An affecting, atmospheric love story
- Summertime review by DH
Well, firstly, this movie could only be French; my goodness it is so French. Languid pacing is one of those defining characteristics, as is the distinctively euro-realist cinematography. It revels in creating an atmosphere of place and in this it is extraordinarily successful.
I'm not the first to make this observation, but there are many striking similarities with Blue is the Warmest Colour. Very much in the same emotional territory. You can identify several scene-for-scene parallels between the two movies. Follow that comparison through to the way that each film presents the consuming passion of the characters' lovemaking and you have the foundation for a lengthy debate about a male or female director's approach to such scenes. In the case of Summertime, director Catherine Corsini has said that she didn't want the film to be an 'opportunity for guys to come watch some skin'. Be that as it may, there's certainly still an uninhibited frankness to the film's sex scenes.

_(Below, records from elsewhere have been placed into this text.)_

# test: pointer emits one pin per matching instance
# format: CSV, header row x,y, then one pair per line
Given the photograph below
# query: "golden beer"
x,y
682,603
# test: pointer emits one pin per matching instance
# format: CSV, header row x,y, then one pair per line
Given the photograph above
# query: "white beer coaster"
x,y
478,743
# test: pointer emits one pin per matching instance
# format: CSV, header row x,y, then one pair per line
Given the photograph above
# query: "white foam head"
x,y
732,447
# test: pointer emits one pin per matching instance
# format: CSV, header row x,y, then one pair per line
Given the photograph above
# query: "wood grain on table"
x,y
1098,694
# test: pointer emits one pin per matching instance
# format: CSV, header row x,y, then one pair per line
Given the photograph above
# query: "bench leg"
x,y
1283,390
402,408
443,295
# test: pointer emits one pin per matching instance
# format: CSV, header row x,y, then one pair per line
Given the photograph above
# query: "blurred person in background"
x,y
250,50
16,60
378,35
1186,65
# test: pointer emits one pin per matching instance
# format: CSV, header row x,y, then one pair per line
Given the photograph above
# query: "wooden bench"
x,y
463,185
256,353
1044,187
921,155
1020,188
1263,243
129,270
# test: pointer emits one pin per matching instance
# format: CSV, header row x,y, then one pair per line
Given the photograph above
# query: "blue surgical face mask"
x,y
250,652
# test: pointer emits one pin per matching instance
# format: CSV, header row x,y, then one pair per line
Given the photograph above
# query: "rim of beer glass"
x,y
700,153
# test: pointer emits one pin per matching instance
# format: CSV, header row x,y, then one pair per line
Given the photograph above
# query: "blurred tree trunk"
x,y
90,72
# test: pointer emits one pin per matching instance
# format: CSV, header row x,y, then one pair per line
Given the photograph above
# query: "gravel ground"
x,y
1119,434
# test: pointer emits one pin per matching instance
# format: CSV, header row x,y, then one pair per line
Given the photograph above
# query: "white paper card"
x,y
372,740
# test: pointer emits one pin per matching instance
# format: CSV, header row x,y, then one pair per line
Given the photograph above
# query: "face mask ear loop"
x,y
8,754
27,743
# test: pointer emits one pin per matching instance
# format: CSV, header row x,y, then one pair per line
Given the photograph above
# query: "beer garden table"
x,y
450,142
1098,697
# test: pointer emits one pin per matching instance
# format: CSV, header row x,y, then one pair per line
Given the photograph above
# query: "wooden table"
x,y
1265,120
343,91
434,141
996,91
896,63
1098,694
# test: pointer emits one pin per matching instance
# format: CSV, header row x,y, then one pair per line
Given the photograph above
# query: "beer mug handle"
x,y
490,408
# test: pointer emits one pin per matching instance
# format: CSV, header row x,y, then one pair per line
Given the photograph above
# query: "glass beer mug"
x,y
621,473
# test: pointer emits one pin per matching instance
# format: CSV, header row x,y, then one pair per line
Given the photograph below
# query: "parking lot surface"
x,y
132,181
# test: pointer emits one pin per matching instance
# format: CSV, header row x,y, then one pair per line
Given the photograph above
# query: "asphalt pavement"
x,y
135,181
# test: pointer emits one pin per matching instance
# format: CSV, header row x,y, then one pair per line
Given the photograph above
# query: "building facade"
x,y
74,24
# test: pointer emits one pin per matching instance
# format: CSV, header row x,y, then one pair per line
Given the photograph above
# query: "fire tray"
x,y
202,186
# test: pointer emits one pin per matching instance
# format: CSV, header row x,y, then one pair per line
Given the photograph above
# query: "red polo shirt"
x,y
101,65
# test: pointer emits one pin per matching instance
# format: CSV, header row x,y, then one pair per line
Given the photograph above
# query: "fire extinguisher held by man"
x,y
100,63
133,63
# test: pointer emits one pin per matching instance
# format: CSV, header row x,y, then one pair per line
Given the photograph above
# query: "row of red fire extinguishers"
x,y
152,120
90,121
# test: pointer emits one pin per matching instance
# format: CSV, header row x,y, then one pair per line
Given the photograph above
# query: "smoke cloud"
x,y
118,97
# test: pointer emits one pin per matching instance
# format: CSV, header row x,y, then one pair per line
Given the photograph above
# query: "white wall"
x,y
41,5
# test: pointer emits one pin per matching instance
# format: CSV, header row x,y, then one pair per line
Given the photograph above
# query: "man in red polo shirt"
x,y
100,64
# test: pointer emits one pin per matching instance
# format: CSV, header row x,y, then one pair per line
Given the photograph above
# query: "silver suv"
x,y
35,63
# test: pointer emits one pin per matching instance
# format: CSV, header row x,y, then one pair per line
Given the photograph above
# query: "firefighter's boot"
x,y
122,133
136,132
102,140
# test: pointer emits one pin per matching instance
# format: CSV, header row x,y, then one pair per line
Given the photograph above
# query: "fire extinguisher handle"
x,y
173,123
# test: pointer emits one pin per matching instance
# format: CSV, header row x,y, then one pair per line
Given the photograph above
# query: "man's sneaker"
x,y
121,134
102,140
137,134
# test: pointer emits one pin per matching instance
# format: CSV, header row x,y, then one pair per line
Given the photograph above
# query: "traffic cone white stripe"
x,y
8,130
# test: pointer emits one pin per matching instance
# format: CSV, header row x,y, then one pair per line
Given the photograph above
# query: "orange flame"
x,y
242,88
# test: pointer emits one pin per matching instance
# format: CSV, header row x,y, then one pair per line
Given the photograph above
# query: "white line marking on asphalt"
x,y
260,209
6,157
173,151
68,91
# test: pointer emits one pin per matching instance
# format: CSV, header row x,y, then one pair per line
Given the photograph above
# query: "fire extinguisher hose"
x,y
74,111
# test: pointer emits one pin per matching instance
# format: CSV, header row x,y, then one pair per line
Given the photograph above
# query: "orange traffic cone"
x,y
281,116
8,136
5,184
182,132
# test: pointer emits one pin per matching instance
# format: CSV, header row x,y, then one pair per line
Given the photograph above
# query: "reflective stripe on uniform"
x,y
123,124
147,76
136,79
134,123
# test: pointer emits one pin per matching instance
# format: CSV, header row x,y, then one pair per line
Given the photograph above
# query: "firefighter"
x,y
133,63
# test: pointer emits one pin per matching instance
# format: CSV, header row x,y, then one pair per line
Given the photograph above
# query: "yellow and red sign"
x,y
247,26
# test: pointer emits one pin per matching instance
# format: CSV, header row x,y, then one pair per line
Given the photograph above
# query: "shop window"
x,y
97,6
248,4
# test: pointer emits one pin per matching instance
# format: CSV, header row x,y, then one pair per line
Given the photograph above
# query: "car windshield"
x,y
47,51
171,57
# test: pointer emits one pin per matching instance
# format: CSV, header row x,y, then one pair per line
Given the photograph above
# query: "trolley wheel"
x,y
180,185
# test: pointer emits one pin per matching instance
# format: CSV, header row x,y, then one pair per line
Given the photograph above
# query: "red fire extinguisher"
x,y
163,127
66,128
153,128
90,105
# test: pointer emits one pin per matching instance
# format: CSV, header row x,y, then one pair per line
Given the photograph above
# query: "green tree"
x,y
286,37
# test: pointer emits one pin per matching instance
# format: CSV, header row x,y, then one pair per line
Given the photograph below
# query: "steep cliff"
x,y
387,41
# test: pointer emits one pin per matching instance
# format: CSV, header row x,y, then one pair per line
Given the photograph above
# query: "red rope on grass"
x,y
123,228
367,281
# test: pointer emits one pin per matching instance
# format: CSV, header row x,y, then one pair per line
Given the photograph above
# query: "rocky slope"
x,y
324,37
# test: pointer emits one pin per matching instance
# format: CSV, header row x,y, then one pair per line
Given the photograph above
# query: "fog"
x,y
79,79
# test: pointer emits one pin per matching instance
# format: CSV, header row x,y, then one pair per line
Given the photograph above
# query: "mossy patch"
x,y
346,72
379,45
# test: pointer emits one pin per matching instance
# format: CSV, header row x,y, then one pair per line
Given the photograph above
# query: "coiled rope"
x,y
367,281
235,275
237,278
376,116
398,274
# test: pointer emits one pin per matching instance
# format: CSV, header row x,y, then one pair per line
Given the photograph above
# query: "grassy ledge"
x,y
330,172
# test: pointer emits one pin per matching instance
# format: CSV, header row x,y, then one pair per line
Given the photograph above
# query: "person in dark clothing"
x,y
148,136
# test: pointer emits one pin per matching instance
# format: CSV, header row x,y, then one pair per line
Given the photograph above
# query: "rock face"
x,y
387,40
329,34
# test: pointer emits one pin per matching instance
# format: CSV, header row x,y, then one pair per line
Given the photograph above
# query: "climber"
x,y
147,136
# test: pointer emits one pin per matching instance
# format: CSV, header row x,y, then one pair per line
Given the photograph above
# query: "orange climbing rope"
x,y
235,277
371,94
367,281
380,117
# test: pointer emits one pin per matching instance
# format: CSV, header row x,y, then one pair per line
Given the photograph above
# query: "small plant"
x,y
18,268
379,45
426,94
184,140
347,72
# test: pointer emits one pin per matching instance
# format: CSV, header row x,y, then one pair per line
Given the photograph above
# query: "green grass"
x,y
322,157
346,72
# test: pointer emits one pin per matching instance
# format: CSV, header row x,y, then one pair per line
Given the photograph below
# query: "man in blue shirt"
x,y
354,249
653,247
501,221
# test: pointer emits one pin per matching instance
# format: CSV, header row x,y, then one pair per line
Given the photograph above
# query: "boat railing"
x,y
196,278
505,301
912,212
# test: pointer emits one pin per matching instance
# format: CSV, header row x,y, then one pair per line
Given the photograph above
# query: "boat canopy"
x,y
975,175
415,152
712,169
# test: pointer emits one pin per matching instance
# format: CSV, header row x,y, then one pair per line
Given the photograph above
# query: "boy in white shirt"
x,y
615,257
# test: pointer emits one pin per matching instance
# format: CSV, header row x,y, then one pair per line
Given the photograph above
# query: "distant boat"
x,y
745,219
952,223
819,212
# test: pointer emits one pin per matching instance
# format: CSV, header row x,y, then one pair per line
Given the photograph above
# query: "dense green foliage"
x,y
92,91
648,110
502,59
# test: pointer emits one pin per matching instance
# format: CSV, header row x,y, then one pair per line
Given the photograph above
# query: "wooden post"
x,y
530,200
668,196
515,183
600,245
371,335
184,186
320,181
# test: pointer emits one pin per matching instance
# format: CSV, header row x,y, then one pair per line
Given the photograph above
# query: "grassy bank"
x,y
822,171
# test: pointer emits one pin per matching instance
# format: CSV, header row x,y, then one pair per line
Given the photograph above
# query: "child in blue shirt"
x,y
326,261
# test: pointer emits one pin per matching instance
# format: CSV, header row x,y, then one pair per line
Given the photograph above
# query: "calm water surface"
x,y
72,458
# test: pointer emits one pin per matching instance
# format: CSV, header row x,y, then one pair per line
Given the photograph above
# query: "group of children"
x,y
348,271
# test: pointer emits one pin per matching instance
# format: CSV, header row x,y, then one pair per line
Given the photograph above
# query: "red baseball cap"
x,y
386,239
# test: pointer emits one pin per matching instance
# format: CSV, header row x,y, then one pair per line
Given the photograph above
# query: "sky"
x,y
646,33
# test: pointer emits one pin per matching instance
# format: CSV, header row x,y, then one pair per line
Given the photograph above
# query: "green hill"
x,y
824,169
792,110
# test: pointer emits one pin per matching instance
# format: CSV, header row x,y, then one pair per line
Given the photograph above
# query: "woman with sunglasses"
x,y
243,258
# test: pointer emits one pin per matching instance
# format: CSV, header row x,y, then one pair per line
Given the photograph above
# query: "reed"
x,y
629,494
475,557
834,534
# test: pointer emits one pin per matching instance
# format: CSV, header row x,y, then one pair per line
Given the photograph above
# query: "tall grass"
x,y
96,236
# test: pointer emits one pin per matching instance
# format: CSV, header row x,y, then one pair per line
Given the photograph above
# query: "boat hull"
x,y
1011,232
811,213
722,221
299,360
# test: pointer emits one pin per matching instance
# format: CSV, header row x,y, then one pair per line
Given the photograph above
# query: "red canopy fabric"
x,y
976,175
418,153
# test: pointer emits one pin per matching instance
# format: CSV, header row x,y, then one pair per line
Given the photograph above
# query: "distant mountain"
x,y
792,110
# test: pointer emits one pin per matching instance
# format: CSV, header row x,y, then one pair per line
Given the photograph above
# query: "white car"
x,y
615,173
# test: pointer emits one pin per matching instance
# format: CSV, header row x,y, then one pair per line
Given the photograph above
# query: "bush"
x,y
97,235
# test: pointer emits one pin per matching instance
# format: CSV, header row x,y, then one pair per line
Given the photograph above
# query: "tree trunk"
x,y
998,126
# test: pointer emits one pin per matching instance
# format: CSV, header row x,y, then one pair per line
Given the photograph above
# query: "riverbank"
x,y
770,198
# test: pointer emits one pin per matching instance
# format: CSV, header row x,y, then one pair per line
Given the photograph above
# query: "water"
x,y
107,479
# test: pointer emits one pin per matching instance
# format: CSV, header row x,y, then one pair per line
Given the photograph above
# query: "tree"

But, as with Blue, despite indulgently celebrating the physical, that really isn't the point. Above all Summertime is just a romantic love story, simply and beautifully rendered, though one that is also grimly bounded by the barriers that stand between the lovers and their chances for happiness. More than the moral censure of a rural community, ultimately the near insurmountable challenge proves to be the immutable forces of cruel fate and family duty.